TREMONT — Floats at the town wharf will be returned to the state lease configuration and town officials will take the winter to explore other options, selectmen decided at a recent meeting.
The configuration of the floats has been debated for several years, following requests for changes from Thurston’s Lobster Pound, who would like to expand their operation to add a private marina.
During the Sept. 17 select board meeting, Town Manager Chris Saunders told selectmen he had met with the owners of Thurston’s, Mike Radcliffe and Derek Lapointe.
As a result of that meeting, the pound’s owners asked if the town would be willing to have an engineer come up with alternative designs that would serve both parties. Suggested float designs from the engineer could then go to a public hearing, Saunders said.
Two years ago, Thurston’s presented a plan to the Harbor Committee for an expansion of their marina. One concern the committee expressed was the 50 feet of clearance between the plan’s northernmost float and the town’s southernmost float. Lapointe and Radcliffe agreed to reduce their number of floats to increase the opening to 80 feet.
Any plan Thurston’s or the town has to change physical structures requires notification of abutting property owners. Although the changes do not require neighbor approval, both parties have agreed to work together to find cohesive solutions.
Conversation around the floats at this point is focused on receiving grant money from the state. In order to receive nearly $15,000 in grant funds from the Bureau of Submerged Lands, the float configuration on one of the town’s docks must match the lease with the state.
It does not currently match. It was changed more than a year ago to accommodate large fishing vessels coming to the town wharf to offload their catch for the day.
“They’re not going to pay us until they see evidence the floats have been changed,” said Saunders about the state in a conversation with the Islander last week. “If the floats are changed, they will stay that way until 2034.”
That is when the current lease expires.
“I think turning the floats is going to block access to the dock,” said Selectman Jamie Thurlow at the meeting. “No one wants that. Would it hurt to get a few ideas?”
Thurlow had originally recused himself from the conversation, citing the possibility of familial bias because he is a second cousin to the owners of Thurston’s. Other selectmen permitted him to join the conversation after he stated he could form an unbiased opinion on the matter.
Harbormaster Justin Seavey agreed it would be valuable to have an objective party come up with options.
“Who’s going to pay for it?” Seavey asked.
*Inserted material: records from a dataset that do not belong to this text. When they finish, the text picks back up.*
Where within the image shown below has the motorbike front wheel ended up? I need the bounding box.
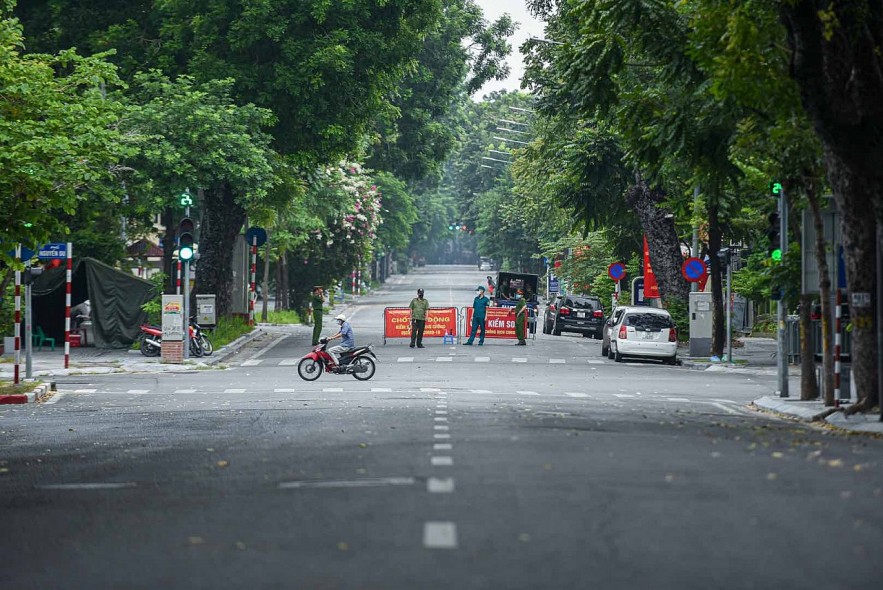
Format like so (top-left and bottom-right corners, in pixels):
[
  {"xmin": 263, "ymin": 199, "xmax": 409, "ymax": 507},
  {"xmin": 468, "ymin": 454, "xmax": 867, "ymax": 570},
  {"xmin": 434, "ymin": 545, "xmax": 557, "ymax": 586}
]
[
  {"xmin": 350, "ymin": 356, "xmax": 377, "ymax": 381},
  {"xmin": 141, "ymin": 334, "xmax": 161, "ymax": 356},
  {"xmin": 297, "ymin": 359, "xmax": 322, "ymax": 381}
]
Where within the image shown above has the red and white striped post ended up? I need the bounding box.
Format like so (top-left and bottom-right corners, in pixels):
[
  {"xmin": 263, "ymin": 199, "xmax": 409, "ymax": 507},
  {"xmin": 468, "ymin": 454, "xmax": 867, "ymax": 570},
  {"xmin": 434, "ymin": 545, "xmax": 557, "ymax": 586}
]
[
  {"xmin": 64, "ymin": 242, "xmax": 74, "ymax": 369},
  {"xmin": 13, "ymin": 244, "xmax": 21, "ymax": 385},
  {"xmin": 834, "ymin": 289, "xmax": 843, "ymax": 407},
  {"xmin": 248, "ymin": 234, "xmax": 258, "ymax": 327}
]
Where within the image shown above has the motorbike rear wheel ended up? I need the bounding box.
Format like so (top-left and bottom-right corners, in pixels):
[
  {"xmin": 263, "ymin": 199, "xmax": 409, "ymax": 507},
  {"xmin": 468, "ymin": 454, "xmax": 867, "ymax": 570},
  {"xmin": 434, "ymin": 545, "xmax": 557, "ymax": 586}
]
[
  {"xmin": 297, "ymin": 359, "xmax": 323, "ymax": 381},
  {"xmin": 139, "ymin": 334, "xmax": 161, "ymax": 356},
  {"xmin": 350, "ymin": 356, "xmax": 377, "ymax": 381}
]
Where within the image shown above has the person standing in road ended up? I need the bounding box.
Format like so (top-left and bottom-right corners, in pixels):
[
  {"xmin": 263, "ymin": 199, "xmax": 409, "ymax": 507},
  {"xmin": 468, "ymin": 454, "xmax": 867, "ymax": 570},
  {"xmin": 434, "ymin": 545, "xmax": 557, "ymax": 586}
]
[
  {"xmin": 310, "ymin": 285, "xmax": 325, "ymax": 346},
  {"xmin": 463, "ymin": 285, "xmax": 491, "ymax": 346},
  {"xmin": 409, "ymin": 289, "xmax": 429, "ymax": 348},
  {"xmin": 515, "ymin": 289, "xmax": 527, "ymax": 346}
]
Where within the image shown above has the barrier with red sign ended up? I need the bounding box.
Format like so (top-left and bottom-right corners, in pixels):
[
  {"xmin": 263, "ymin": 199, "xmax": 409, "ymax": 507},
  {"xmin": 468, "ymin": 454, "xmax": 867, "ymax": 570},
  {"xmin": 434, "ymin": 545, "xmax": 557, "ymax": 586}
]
[
  {"xmin": 463, "ymin": 307, "xmax": 536, "ymax": 340},
  {"xmin": 383, "ymin": 307, "xmax": 460, "ymax": 344}
]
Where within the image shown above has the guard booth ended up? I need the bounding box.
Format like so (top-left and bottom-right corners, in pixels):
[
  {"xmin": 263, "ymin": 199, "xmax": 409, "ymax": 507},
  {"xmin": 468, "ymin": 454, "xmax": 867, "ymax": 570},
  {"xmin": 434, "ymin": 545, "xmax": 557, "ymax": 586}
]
[{"xmin": 690, "ymin": 291, "xmax": 714, "ymax": 357}]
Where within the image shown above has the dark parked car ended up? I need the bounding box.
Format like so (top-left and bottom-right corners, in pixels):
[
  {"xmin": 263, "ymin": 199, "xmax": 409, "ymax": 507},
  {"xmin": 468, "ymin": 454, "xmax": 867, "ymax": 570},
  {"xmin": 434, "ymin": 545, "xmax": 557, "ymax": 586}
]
[{"xmin": 543, "ymin": 295, "xmax": 604, "ymax": 340}]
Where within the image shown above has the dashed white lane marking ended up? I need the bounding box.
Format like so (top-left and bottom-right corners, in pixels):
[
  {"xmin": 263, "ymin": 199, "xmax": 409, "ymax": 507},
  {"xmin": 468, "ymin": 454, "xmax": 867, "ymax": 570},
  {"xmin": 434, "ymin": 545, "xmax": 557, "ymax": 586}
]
[
  {"xmin": 35, "ymin": 481, "xmax": 138, "ymax": 490},
  {"xmin": 426, "ymin": 477, "xmax": 454, "ymax": 494},
  {"xmin": 43, "ymin": 391, "xmax": 64, "ymax": 406},
  {"xmin": 278, "ymin": 477, "xmax": 417, "ymax": 490},
  {"xmin": 711, "ymin": 402, "xmax": 741, "ymax": 415},
  {"xmin": 423, "ymin": 522, "xmax": 457, "ymax": 549}
]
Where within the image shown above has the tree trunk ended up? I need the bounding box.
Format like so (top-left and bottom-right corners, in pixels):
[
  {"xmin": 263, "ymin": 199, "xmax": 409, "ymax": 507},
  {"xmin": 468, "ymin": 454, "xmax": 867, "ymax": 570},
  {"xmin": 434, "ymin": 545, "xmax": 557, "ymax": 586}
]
[
  {"xmin": 261, "ymin": 240, "xmax": 270, "ymax": 323},
  {"xmin": 806, "ymin": 183, "xmax": 834, "ymax": 406},
  {"xmin": 781, "ymin": 0, "xmax": 883, "ymax": 411},
  {"xmin": 800, "ymin": 293, "xmax": 819, "ymax": 401},
  {"xmin": 196, "ymin": 184, "xmax": 245, "ymax": 316},
  {"xmin": 162, "ymin": 207, "xmax": 183, "ymax": 295},
  {"xmin": 708, "ymin": 202, "xmax": 727, "ymax": 357},
  {"xmin": 626, "ymin": 180, "xmax": 690, "ymax": 302}
]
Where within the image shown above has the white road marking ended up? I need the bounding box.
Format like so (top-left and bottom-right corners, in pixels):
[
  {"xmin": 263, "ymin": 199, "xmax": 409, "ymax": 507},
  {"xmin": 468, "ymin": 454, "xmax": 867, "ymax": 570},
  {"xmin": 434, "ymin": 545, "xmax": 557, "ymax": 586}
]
[
  {"xmin": 423, "ymin": 522, "xmax": 457, "ymax": 549},
  {"xmin": 426, "ymin": 477, "xmax": 454, "ymax": 494},
  {"xmin": 43, "ymin": 391, "xmax": 64, "ymax": 406},
  {"xmin": 35, "ymin": 481, "xmax": 138, "ymax": 490},
  {"xmin": 278, "ymin": 477, "xmax": 417, "ymax": 490}
]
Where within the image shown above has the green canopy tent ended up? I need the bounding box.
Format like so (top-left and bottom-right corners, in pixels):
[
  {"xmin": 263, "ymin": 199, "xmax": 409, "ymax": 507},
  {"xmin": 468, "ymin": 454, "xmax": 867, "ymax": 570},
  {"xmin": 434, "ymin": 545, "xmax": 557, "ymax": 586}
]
[{"xmin": 31, "ymin": 258, "xmax": 154, "ymax": 348}]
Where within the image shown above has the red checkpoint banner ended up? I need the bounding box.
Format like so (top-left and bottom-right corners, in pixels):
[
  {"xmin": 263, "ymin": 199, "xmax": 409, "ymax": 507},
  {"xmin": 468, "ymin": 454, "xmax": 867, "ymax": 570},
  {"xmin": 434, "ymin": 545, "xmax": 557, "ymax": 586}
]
[
  {"xmin": 383, "ymin": 307, "xmax": 459, "ymax": 340},
  {"xmin": 463, "ymin": 307, "xmax": 527, "ymax": 340}
]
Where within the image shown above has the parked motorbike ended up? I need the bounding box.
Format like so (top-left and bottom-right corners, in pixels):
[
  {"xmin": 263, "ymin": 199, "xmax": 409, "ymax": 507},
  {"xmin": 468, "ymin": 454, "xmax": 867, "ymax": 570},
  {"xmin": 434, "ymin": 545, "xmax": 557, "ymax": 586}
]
[
  {"xmin": 297, "ymin": 338, "xmax": 377, "ymax": 381},
  {"xmin": 139, "ymin": 320, "xmax": 205, "ymax": 357}
]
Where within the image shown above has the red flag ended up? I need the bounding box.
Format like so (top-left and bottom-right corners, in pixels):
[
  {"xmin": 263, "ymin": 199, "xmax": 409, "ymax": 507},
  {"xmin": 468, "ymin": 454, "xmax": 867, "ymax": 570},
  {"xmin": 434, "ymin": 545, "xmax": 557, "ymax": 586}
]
[{"xmin": 644, "ymin": 234, "xmax": 659, "ymax": 299}]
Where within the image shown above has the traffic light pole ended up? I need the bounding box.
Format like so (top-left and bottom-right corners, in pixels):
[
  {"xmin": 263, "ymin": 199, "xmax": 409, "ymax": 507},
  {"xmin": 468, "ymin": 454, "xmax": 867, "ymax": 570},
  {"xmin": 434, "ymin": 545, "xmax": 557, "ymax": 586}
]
[{"xmin": 776, "ymin": 188, "xmax": 789, "ymax": 397}]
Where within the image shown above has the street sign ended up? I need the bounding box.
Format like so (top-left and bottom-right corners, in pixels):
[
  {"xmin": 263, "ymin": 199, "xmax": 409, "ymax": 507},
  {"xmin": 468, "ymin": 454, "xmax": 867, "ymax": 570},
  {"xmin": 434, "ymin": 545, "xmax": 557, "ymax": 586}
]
[
  {"xmin": 681, "ymin": 257, "xmax": 708, "ymax": 283},
  {"xmin": 245, "ymin": 227, "xmax": 267, "ymax": 248},
  {"xmin": 37, "ymin": 242, "xmax": 67, "ymax": 260},
  {"xmin": 607, "ymin": 262, "xmax": 625, "ymax": 281}
]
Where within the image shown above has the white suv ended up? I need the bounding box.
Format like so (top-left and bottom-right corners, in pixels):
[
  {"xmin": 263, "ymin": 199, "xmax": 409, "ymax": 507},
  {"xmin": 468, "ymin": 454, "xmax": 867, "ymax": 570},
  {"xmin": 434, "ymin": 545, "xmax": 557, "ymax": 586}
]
[{"xmin": 609, "ymin": 307, "xmax": 678, "ymax": 365}]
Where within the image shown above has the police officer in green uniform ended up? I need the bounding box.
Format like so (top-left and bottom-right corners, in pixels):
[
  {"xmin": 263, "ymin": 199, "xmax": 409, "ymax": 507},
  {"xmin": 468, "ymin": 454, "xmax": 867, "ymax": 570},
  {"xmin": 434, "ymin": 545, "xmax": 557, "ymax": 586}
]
[
  {"xmin": 310, "ymin": 286, "xmax": 325, "ymax": 346},
  {"xmin": 515, "ymin": 289, "xmax": 527, "ymax": 346}
]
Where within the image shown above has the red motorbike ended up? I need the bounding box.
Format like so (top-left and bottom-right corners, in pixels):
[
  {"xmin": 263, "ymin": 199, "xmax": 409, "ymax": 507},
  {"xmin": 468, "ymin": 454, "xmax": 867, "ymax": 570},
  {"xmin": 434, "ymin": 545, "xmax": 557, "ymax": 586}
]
[
  {"xmin": 138, "ymin": 321, "xmax": 205, "ymax": 357},
  {"xmin": 297, "ymin": 338, "xmax": 377, "ymax": 381}
]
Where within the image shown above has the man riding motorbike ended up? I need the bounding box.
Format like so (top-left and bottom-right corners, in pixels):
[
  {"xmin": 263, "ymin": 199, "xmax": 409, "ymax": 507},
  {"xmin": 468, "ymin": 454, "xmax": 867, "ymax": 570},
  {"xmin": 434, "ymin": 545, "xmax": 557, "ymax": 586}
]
[{"xmin": 327, "ymin": 314, "xmax": 356, "ymax": 365}]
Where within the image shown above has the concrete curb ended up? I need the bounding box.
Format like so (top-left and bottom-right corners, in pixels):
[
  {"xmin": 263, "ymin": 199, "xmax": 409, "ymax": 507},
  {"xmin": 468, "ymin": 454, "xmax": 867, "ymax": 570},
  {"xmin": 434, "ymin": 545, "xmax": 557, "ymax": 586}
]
[{"xmin": 0, "ymin": 383, "xmax": 49, "ymax": 404}]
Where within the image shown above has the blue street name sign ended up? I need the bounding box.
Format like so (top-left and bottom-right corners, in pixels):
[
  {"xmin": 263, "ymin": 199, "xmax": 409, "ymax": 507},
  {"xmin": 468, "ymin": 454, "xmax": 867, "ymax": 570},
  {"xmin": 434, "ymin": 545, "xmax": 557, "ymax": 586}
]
[{"xmin": 37, "ymin": 242, "xmax": 67, "ymax": 260}]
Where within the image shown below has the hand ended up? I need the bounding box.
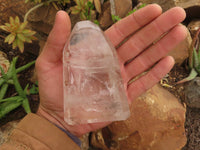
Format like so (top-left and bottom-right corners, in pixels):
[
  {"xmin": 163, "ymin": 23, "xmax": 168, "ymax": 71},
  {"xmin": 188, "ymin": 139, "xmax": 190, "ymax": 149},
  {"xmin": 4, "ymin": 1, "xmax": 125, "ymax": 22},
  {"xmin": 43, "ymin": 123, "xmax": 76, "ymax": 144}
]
[{"xmin": 36, "ymin": 4, "xmax": 187, "ymax": 136}]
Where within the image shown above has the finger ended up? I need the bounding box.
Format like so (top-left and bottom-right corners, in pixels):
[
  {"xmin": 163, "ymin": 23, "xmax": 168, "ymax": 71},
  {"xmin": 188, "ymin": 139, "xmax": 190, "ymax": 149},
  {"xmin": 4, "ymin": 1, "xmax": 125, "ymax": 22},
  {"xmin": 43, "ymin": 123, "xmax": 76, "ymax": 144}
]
[
  {"xmin": 39, "ymin": 11, "xmax": 71, "ymax": 64},
  {"xmin": 125, "ymin": 25, "xmax": 187, "ymax": 81},
  {"xmin": 128, "ymin": 56, "xmax": 174, "ymax": 101},
  {"xmin": 117, "ymin": 7, "xmax": 186, "ymax": 62},
  {"xmin": 105, "ymin": 4, "xmax": 162, "ymax": 46}
]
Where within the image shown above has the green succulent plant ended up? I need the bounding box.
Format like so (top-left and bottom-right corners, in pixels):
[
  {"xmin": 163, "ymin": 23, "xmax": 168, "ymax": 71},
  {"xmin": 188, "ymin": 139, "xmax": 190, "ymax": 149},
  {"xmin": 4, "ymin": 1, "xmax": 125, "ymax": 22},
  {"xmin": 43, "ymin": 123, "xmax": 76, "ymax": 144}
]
[
  {"xmin": 70, "ymin": 0, "xmax": 101, "ymax": 20},
  {"xmin": 177, "ymin": 27, "xmax": 200, "ymax": 84},
  {"xmin": 25, "ymin": 0, "xmax": 42, "ymax": 4},
  {"xmin": 0, "ymin": 16, "xmax": 36, "ymax": 52}
]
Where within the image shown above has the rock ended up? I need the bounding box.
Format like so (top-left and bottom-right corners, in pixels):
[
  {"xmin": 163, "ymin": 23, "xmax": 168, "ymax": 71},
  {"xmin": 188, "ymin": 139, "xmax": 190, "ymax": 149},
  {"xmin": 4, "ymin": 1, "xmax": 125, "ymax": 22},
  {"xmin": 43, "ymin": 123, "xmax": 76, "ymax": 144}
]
[
  {"xmin": 0, "ymin": 121, "xmax": 19, "ymax": 145},
  {"xmin": 110, "ymin": 0, "xmax": 132, "ymax": 18},
  {"xmin": 91, "ymin": 85, "xmax": 186, "ymax": 150},
  {"xmin": 98, "ymin": 1, "xmax": 113, "ymax": 29},
  {"xmin": 80, "ymin": 133, "xmax": 89, "ymax": 150},
  {"xmin": 63, "ymin": 21, "xmax": 130, "ymax": 125},
  {"xmin": 187, "ymin": 19, "xmax": 200, "ymax": 37},
  {"xmin": 185, "ymin": 77, "xmax": 200, "ymax": 108},
  {"xmin": 168, "ymin": 27, "xmax": 192, "ymax": 65}
]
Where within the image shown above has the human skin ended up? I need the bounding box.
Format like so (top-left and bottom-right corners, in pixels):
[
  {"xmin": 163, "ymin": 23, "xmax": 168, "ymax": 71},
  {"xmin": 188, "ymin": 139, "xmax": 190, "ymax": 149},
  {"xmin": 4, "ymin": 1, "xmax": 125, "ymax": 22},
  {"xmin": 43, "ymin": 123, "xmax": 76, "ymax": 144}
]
[{"xmin": 36, "ymin": 4, "xmax": 187, "ymax": 136}]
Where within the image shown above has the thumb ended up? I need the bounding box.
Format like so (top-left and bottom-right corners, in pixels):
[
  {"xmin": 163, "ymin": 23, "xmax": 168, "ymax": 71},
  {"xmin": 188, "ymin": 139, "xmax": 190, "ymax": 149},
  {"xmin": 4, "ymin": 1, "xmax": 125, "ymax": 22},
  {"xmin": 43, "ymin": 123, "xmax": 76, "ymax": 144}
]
[{"xmin": 40, "ymin": 11, "xmax": 71, "ymax": 63}]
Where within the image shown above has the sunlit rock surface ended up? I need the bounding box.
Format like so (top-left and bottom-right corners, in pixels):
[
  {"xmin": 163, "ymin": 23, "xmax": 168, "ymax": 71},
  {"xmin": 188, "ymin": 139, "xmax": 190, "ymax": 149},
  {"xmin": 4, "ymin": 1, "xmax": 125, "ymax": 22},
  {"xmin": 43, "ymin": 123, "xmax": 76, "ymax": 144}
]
[
  {"xmin": 63, "ymin": 21, "xmax": 129, "ymax": 124},
  {"xmin": 91, "ymin": 85, "xmax": 186, "ymax": 150}
]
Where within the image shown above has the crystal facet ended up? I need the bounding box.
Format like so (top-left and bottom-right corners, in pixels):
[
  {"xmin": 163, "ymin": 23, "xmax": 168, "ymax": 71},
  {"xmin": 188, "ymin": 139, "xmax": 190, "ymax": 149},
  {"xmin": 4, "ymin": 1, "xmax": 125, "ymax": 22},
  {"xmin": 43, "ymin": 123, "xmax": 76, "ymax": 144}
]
[{"xmin": 63, "ymin": 21, "xmax": 130, "ymax": 125}]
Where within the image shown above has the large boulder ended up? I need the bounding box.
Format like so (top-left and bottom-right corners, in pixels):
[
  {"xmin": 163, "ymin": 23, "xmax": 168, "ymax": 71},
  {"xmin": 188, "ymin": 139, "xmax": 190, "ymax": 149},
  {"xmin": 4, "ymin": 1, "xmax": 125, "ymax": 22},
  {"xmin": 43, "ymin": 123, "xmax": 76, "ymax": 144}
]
[{"xmin": 93, "ymin": 85, "xmax": 186, "ymax": 150}]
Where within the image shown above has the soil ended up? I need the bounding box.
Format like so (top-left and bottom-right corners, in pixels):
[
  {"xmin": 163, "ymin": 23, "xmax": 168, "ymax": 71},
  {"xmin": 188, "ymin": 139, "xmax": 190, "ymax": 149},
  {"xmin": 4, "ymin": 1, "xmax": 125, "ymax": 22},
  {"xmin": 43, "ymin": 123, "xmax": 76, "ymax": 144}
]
[{"xmin": 160, "ymin": 62, "xmax": 200, "ymax": 150}]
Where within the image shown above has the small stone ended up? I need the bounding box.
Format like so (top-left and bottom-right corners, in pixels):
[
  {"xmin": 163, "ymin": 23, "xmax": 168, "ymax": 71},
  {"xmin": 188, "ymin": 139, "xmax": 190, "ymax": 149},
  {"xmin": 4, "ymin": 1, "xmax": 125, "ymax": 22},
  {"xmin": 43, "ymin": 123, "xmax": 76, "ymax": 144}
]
[
  {"xmin": 63, "ymin": 21, "xmax": 129, "ymax": 124},
  {"xmin": 98, "ymin": 1, "xmax": 113, "ymax": 29},
  {"xmin": 0, "ymin": 120, "xmax": 19, "ymax": 146},
  {"xmin": 185, "ymin": 77, "xmax": 200, "ymax": 108},
  {"xmin": 91, "ymin": 85, "xmax": 187, "ymax": 150}
]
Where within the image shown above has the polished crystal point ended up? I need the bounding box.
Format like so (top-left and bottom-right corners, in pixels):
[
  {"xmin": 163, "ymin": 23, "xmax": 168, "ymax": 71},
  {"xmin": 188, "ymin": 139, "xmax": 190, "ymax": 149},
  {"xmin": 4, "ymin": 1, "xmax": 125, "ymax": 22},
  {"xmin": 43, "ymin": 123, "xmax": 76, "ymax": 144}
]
[{"xmin": 63, "ymin": 21, "xmax": 130, "ymax": 125}]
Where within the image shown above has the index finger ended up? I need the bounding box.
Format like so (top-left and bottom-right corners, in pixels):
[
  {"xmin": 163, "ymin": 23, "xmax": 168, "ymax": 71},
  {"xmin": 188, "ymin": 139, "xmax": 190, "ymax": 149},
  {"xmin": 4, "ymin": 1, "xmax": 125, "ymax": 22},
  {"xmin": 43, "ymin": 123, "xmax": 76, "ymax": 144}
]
[{"xmin": 105, "ymin": 4, "xmax": 162, "ymax": 47}]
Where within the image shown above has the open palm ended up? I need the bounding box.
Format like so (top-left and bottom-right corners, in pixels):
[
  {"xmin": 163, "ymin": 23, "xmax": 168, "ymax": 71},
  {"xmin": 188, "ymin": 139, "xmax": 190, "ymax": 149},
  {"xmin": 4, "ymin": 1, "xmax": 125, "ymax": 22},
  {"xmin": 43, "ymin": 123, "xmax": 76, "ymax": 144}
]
[{"xmin": 36, "ymin": 4, "xmax": 186, "ymax": 135}]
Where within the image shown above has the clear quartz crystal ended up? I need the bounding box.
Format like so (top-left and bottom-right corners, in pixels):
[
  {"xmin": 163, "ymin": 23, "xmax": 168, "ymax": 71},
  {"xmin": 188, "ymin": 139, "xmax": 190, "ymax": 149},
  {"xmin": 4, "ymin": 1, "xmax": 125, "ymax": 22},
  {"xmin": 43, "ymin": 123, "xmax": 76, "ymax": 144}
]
[{"xmin": 63, "ymin": 21, "xmax": 130, "ymax": 125}]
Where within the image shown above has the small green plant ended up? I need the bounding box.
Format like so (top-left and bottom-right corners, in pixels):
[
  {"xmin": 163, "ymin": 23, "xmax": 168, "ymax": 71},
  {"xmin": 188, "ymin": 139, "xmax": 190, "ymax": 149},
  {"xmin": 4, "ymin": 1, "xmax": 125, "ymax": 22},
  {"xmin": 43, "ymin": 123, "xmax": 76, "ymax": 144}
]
[
  {"xmin": 0, "ymin": 57, "xmax": 38, "ymax": 118},
  {"xmin": 0, "ymin": 16, "xmax": 36, "ymax": 52},
  {"xmin": 177, "ymin": 27, "xmax": 200, "ymax": 84},
  {"xmin": 0, "ymin": 0, "xmax": 101, "ymax": 53},
  {"xmin": 70, "ymin": 0, "xmax": 95, "ymax": 20},
  {"xmin": 111, "ymin": 4, "xmax": 146, "ymax": 23}
]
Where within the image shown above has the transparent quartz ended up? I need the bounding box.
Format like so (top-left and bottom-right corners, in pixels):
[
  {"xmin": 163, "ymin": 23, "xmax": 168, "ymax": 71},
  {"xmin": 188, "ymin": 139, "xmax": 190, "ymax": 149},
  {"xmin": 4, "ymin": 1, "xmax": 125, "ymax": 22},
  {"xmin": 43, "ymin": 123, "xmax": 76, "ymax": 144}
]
[{"xmin": 63, "ymin": 21, "xmax": 130, "ymax": 125}]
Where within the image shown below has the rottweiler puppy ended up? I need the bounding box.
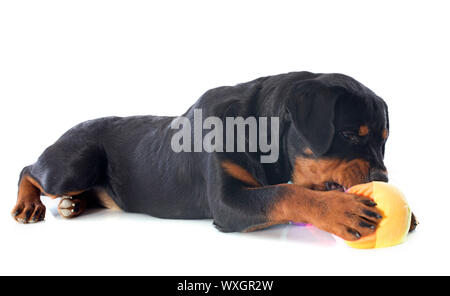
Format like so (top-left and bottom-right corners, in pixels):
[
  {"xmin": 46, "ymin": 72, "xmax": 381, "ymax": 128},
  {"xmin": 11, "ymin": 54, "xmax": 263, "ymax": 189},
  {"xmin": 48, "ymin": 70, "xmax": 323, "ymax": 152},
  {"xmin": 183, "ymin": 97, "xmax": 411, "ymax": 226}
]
[{"xmin": 12, "ymin": 72, "xmax": 415, "ymax": 240}]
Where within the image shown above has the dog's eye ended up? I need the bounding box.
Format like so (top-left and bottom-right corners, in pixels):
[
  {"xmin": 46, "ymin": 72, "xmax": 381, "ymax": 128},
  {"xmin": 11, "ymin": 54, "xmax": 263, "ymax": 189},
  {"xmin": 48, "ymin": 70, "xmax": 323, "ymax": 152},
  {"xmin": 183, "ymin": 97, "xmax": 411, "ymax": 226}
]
[{"xmin": 340, "ymin": 131, "xmax": 361, "ymax": 144}]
Then, Stewart Murphy spoke up from the public and suggested returning the floats to the lease configuration and taking the winter to think about it. Activity at the wharf slows down considerably in November, he said.
“It buys us a lot of time,” said Chairman Kevin Buck. “I agree 100 percent. I think that’s a great idea.”
“Have [the owners of Thurston’s] offered suggestions that would be acceptable?” Buck asked.
Saunders said Radcliffe and Lapointe had suggested moving all town floats to a dock off the north end of the wharf.
Selectmen did not take a vote on the item but all did agree to forgo hiring an engineer to assess the situation at this time. Town officials have told the Bureau of Submerged Lands the floats will be changed back to the lease configuration sometime in November.